John Daniszewski znalazł się pod koniec lat 80 w Polsce, m.in. ze względu na swoje pochodzenie - jego dziadkowie pochodzili z Mazowsza, na początku XX wieku przenieśli się do stanu Ohio. Amerykański dziennikarz w rozmowie z Kamilem Tureckim z Onet.pl wspomina, że gdy jego szefostwo podjęło decyzję o wysłaniu go do Polski, mógł się "pochwalić" jedynie znajomością podstawowych zwrotów w języku polskim, zanim jednak przyleciał do naszego kraju, przez pół roku uczył się języka.
Dlaczego Daniszewski został w ogóle do Polski wysłany?
drugiej połowie lat 80. dało się zauważyć, że po raz pierwszy od czasu II wojny światowej w Polsce było czuć wiatr zmian. Wraz ze wzrostem znaczenia „Solidarności”, również i zainteresowanie mediów było większe. Podobnie w AP (Associated Press) – nie można było zaprzestać korespondencji. To byłby strzał w kolano. - czytamy w Onet.pl
Daniszewski wspomina dalej, że stan wojenny był dla Polaków bardzo trudnym i nerwowym czasem. Z jego perspektywy duży wpływ na to, co działo się wtedy w kraju, miał Jan Paweł II, a także odwaga "Solidarności" oraz pojawienie się u sterów ZSRR Gorbaczowa, to zdaniem dziennikarza był początek zmian w Polsce.
Daniszewski spodziewał się tego, co zastanie w naszym kraju, jednak mimo to, atmosfera panująca w społeczeństwie, poczucie niezadowolenia, szarość i stagnacja były dla niego bardzo mocno odczuwalne. Z czasem jednak na niebie pełnym chmur zaczęły pojawiać się pierwsze promienie słońca, aż w końcu nadszedł 4 czerwca 1989, czyli dzień pierwszych od czasów II wojny światowej częściowo wolnych wyborów. Kamil Turecki z Onet.pl zapytał swojego rozmówce o to, jak wspomina ten dzień.

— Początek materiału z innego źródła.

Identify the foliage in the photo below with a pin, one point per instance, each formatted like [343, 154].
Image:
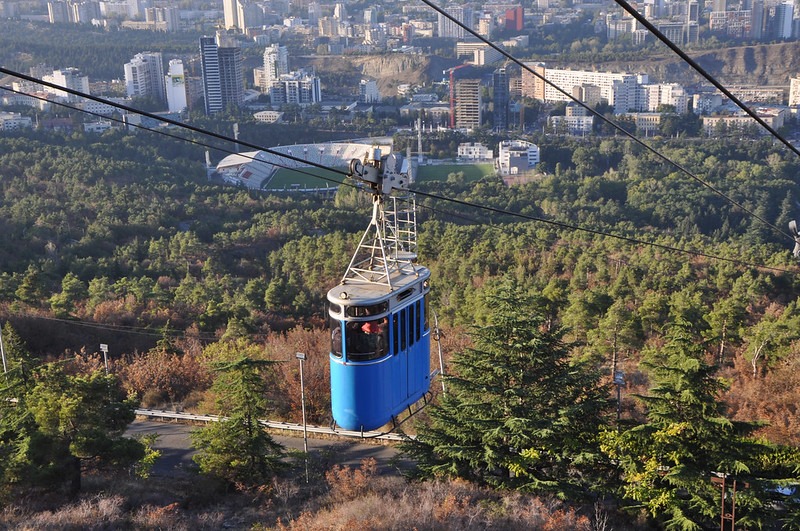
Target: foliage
[237, 449]
[53, 421]
[517, 414]
[669, 462]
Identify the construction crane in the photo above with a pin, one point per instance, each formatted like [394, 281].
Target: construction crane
[452, 71]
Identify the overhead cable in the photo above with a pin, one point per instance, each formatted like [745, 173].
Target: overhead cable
[424, 194]
[691, 62]
[616, 126]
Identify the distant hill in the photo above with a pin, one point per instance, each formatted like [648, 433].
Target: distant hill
[764, 64]
[389, 69]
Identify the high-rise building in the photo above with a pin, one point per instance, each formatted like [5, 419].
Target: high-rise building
[314, 13]
[230, 11]
[276, 63]
[794, 90]
[468, 103]
[514, 19]
[368, 91]
[501, 99]
[448, 28]
[618, 89]
[223, 78]
[144, 77]
[784, 13]
[298, 87]
[249, 15]
[340, 12]
[70, 78]
[175, 83]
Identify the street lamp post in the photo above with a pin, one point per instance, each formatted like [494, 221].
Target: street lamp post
[104, 350]
[619, 381]
[302, 357]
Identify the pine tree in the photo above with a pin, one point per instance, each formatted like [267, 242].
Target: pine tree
[51, 421]
[669, 461]
[517, 413]
[237, 448]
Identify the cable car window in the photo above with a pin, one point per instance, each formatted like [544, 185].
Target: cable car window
[427, 312]
[404, 295]
[418, 323]
[403, 321]
[336, 337]
[411, 325]
[367, 340]
[396, 333]
[363, 311]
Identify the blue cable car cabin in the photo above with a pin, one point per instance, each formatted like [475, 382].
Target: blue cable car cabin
[380, 349]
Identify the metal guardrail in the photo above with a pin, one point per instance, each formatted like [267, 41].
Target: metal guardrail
[190, 417]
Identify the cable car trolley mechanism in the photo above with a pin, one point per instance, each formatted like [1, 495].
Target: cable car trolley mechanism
[378, 314]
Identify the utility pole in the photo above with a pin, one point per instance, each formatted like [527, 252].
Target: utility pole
[302, 357]
[104, 350]
[3, 352]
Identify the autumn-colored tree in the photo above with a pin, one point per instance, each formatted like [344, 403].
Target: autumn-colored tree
[669, 461]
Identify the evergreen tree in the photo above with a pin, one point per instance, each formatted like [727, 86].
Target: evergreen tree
[237, 448]
[517, 413]
[669, 462]
[52, 421]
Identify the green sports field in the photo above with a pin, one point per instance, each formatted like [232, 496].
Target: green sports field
[439, 172]
[311, 177]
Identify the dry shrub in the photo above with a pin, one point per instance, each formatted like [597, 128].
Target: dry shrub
[96, 513]
[773, 398]
[316, 380]
[381, 503]
[346, 483]
[164, 373]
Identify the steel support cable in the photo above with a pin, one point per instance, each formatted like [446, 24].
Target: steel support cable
[628, 239]
[164, 119]
[691, 62]
[184, 139]
[606, 120]
[424, 194]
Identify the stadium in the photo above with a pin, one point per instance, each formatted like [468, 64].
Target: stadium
[262, 170]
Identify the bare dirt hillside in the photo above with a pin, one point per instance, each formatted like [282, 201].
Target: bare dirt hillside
[767, 64]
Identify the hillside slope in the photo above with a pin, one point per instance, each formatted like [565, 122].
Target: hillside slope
[766, 64]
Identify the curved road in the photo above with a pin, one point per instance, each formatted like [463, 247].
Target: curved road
[176, 449]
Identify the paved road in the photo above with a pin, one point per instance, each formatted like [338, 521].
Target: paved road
[176, 450]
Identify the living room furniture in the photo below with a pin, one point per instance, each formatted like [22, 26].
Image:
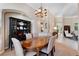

Było bardzo jasno i słonecznie. Pogoda szła pod ramię z pogodą ducha. Dało się wyczuć duże podniecenie sytuacją. W końcu możliwa była wolność słowa. Publikować mogła „Gazeta Wyborcza”, a kandydaci do parlamentu mogli agitować. Plakaty wyborcze były wszędzie rozwieszone, część kandydatów próbowała stylizować się na aktora Gary'ego Coopera. Część plakatów z tamtego okresu mam w swoim domu. Wśród ludzi panowało przekonanie, że nadeszła niepowtarzalna szansa na zmiany. Partyjni działacze wierzyli jednak w utrzymanie władzy. Nie było to możliwe z powodu miażdżącego zwycięstwa opozycji – w Senacie komunistom oddała tylko jedno miejsce. - czytamy w wywiadzie na portalu Onet.pl
Amerykański dziennikarz zakończył rozmowę z Onetem.pl bardzo optymistycznym akcentem Daniszewski mówiąc o przemianie Polski z perspektywy czasu wciąż uważa, że w tamtym momencie Polska poszła we właściwym kierunku, stając się przykładem dla innych.
Trzymam dalej za was kciuki - dodał.
John Daniszewski jest amerykańskim dziennikarzem polskiego pochodzenia. Był związany m.in. z Associated Press, relacjonował wydarzenia z Europy, Bliskiego Wschodu, Azji i Afryki. Dziś jest wiceprezesem AP, zasiada też w komisji przyznającej Nagrody Pulitzera. Wykłada dziennikarstwo na Uniwersytecie Columbia w Nowym Jorku.